What is a Mountaineer and what is Mountaineering?

You can look in any dictionary and find a definition of mountaineering and of a mountaineer, but its derivation and origin is less well researched. The earliest records that we can find are those from Shakespeare no less. Shakespeare created many words in the English language for the first time. ‘Mountaineer’ was one of them. The first documented usage of the term comes from Shakespeare’s ‘Cymbeline’. The following explanation is taken from http://www.hrsm.sc.edu/rbrook/cymbeline/language.shtml:

The evil Cloten draws his sword against Guiderius in Cymbeline and insultingly demands his disguised enemy to surrender: "Yield, rustic mountaineer" (IV.ii.100). Guiderius triumphs, however, and beheads Cloten, "Who call'd me traitor, mountaineer" (IV.ii.120).

The noun ‘Mountaineer’ adopts the French derivation, like buccaneer, cannoneer, charioteer, and musketeer. The term mountaineer provokes offence in Cymbeline, because the mountainous country of Wales was thought in Shakespeare's day to be inhabited by either outlaws, or illiterate rustics akin to the "hillbilly" stereotype of today [apologies to Wales!].

Also in Cymbeline Imogen says:
“I am nothing: or if not,
Nothing to be were better.
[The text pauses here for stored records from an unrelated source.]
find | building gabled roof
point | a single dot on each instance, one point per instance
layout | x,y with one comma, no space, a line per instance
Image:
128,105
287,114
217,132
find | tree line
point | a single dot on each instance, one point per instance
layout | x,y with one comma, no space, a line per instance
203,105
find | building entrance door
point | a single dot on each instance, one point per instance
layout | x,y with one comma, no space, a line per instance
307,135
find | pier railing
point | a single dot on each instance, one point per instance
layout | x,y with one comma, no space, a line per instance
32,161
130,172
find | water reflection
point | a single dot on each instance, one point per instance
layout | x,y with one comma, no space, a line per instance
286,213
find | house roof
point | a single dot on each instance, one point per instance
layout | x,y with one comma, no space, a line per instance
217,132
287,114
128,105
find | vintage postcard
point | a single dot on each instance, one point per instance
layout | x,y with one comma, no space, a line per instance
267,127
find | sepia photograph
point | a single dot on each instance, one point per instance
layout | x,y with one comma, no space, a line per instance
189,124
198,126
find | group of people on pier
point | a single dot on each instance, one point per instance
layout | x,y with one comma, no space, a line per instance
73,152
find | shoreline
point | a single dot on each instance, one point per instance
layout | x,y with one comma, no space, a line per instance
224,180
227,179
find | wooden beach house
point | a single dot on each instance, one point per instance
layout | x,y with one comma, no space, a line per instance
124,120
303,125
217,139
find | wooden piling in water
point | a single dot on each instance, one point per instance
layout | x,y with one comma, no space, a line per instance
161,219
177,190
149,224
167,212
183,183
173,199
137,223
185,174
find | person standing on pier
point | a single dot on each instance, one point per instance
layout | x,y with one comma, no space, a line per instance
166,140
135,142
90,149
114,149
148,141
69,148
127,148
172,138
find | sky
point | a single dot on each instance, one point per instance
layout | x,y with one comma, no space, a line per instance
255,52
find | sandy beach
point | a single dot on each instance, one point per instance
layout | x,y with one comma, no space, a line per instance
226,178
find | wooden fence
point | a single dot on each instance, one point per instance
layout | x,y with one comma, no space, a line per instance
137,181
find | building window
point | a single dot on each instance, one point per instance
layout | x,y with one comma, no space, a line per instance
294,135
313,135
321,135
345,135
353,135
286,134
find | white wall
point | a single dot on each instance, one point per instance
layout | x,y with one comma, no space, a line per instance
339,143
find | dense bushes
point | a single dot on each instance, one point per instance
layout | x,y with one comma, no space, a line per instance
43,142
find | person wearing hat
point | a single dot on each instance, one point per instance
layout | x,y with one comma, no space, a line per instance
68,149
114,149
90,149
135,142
This was my master,
A very valiant Briton and a good,
That here by mountaineers lies slain. Alas!”

And later Cloten says:
“Soft! What are you
That fly me thus? some villain mountaineers?”
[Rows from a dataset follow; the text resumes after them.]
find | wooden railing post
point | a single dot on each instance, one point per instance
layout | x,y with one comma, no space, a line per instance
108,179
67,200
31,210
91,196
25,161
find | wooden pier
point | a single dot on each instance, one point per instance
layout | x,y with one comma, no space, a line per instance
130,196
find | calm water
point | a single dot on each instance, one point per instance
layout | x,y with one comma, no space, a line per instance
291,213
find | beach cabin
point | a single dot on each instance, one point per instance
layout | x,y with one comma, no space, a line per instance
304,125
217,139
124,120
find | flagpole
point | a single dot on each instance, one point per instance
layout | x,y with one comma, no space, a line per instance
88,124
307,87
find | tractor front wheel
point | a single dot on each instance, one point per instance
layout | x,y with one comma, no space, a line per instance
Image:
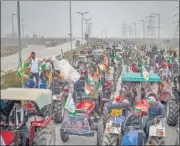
58,111
45,135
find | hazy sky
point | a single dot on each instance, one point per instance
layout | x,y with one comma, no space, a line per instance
51,19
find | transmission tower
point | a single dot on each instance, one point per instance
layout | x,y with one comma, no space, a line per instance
150,33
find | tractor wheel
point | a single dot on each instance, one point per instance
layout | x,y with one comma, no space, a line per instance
64,136
47,110
157,141
58,111
45,135
172,112
105,114
110,139
100,131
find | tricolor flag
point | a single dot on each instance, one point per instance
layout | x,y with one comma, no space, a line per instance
89,78
70,105
87,89
102,67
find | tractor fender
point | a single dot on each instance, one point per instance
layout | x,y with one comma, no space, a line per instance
130,138
32,119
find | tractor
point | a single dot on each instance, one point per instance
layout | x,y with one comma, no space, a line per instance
41,129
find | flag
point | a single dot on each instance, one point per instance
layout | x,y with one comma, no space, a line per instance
43,65
87,89
102,67
70,105
95,78
100,85
19,70
146,75
105,59
89,78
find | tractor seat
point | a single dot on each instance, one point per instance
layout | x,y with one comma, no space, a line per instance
86,105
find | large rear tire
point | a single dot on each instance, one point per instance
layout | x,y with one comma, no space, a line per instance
172,112
58,111
45,135
110,139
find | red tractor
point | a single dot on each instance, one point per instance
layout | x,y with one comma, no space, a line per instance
84,123
41,130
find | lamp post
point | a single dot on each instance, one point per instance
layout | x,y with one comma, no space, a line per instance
134,29
19,34
15,14
70,23
82,14
143,28
87,20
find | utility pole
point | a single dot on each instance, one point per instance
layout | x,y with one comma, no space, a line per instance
70,22
13,24
86,20
134,29
158,15
150,27
19,34
143,28
82,14
124,30
23,26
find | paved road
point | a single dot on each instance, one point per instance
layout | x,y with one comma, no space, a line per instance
11,62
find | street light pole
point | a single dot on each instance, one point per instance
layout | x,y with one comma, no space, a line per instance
13,24
70,20
143,28
158,25
82,14
87,24
134,29
19,34
23,26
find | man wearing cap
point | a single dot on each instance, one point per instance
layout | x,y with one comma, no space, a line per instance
133,119
156,112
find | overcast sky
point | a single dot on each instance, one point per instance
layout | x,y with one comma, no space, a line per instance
51,18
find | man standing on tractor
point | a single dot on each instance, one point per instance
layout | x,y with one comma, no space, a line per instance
156,112
34,64
56,83
19,117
Modern use of words ending in -eer (e.g. junketeer, pamphleteer, and sloganeer) retain the disparaging connotations seen in Shakespeare's use of mountaineer, but today ‘mountaineer’ now conjures up images of heroic climbers risking their lives on peaks as they practice ‘mountaineering’ - a sport that originated in the nineteenth century.

Hence: a mountaineer (noun) is now described as a person who lives in the high country or as a climber of mountains.